Entre 2022 e 2024, mais de 40 mil pessoas ingressaram na atividade; veja números da pesquisa.

Por: Camaçari Notícias

Foto: Fernando Frazão/Agência Brasil

Os entregadores que atuam por meio de aplicativos no Brasil trabalham mais e ganham menos do que a média dos demais trabalhadores, segundo a nova edição da Pesquisa Nacional por Amostra de Domicílios Contínua (PnadC), divulgada pelo IBGE.

Entre 2022 e 2024, mais de 40 mil pessoas entraram na atividade, elevando para 274 mil o total de entregadores entre os 485 mil trabalhadores que usaram aplicativos de entrega no país em 2024. Outros 211 mil utilizavam as plataformas para vendas de refeições ou produtos.

No total, o Brasil contabilizou 1,7 milhão de trabalhadores em plataformas digitais, o que representa 1,9% da população ocupada. Apesar de cumprirem uma jornada média semelhante à dos demais trabalhadores, 46,4 horas semanais, os entregadores recebem em média R$ 2.340 por mês, valor inferior à média dos demais trabalhadores em plataformas (R$ 4.615) e também abaixo da média geral da população ocupada, que é de R$ 2.878.

O estudo aponta ainda que a baixa escolaridade é uma das principais características dessa categoria, influenciando diretamente suas condições de inserção e remuneração.

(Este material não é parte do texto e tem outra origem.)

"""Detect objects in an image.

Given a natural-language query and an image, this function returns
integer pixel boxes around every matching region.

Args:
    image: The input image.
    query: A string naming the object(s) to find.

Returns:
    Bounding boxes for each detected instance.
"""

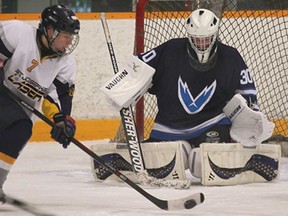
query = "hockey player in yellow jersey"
[0,5,80,199]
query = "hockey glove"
[51,113,76,148]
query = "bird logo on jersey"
[178,76,216,114]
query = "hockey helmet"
[186,9,220,67]
[39,5,80,55]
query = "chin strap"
[187,43,217,72]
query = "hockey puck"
[184,199,197,209]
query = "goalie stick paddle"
[100,13,145,172]
[0,194,54,216]
[3,86,204,211]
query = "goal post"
[115,0,288,143]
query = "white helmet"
[186,9,220,63]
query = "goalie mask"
[39,5,80,56]
[186,9,220,71]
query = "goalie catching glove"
[51,113,76,148]
[100,56,155,110]
[223,94,275,146]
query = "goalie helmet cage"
[115,0,288,142]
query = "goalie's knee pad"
[188,148,202,178]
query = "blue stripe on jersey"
[150,114,231,141]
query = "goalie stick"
[0,194,54,216]
[3,86,205,211]
[100,13,145,173]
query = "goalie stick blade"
[0,194,55,216]
[163,193,205,211]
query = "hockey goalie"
[92,9,281,185]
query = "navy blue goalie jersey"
[139,38,256,140]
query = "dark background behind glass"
[0,0,288,13]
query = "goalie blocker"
[100,56,155,110]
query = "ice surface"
[0,141,288,216]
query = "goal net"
[115,0,288,141]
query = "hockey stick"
[3,87,204,211]
[0,194,53,216]
[100,13,145,172]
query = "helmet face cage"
[186,9,219,63]
[39,5,80,56]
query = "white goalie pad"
[90,141,191,183]
[100,56,155,110]
[223,94,275,146]
[200,143,281,185]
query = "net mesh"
[115,0,288,141]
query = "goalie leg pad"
[90,141,191,182]
[200,143,281,185]
[188,148,202,178]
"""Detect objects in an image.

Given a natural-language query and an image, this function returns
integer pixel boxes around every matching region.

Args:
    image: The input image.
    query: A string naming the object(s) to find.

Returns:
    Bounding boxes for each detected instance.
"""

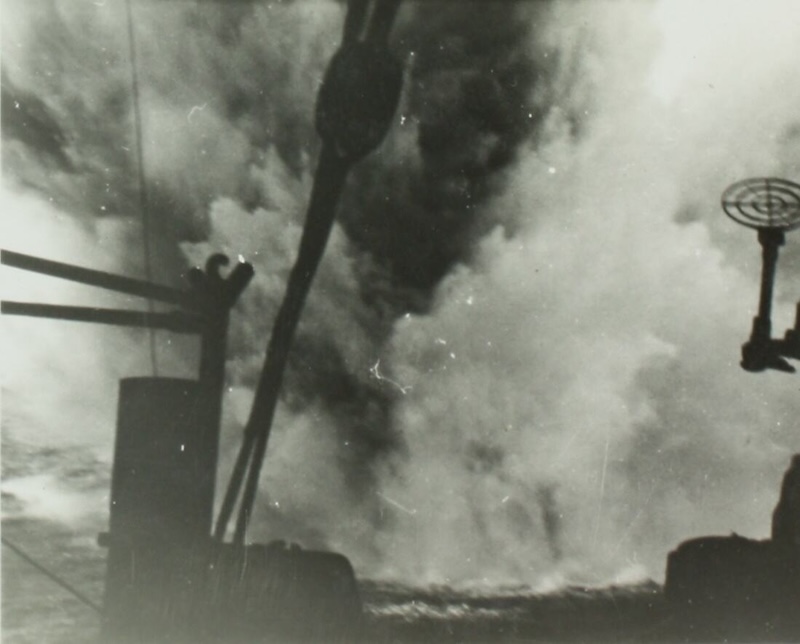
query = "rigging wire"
[0,537,103,613]
[125,0,158,376]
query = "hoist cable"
[1,537,103,613]
[222,0,402,545]
[125,0,158,376]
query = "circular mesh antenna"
[722,179,800,231]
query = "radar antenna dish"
[722,178,800,232]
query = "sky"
[1,0,800,590]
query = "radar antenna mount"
[722,178,800,373]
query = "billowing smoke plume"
[2,0,800,586]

Mais da metade dos motoristas e entregadores relatou que a jornada de trabalho é afetada por bônus, promoções ou até ameaças de punição e bloqueio pelas plataformas digitais. Por outro lado, 78,5% destacaram que a possibilidade de escolher dias e horários de trabalho tem impacto positivo na rotina.

O Nordeste se destaca como a região com a maior proporção de trabalhadores em aplicativos de transporte particular de passageiros, excluindo os serviços de táxi.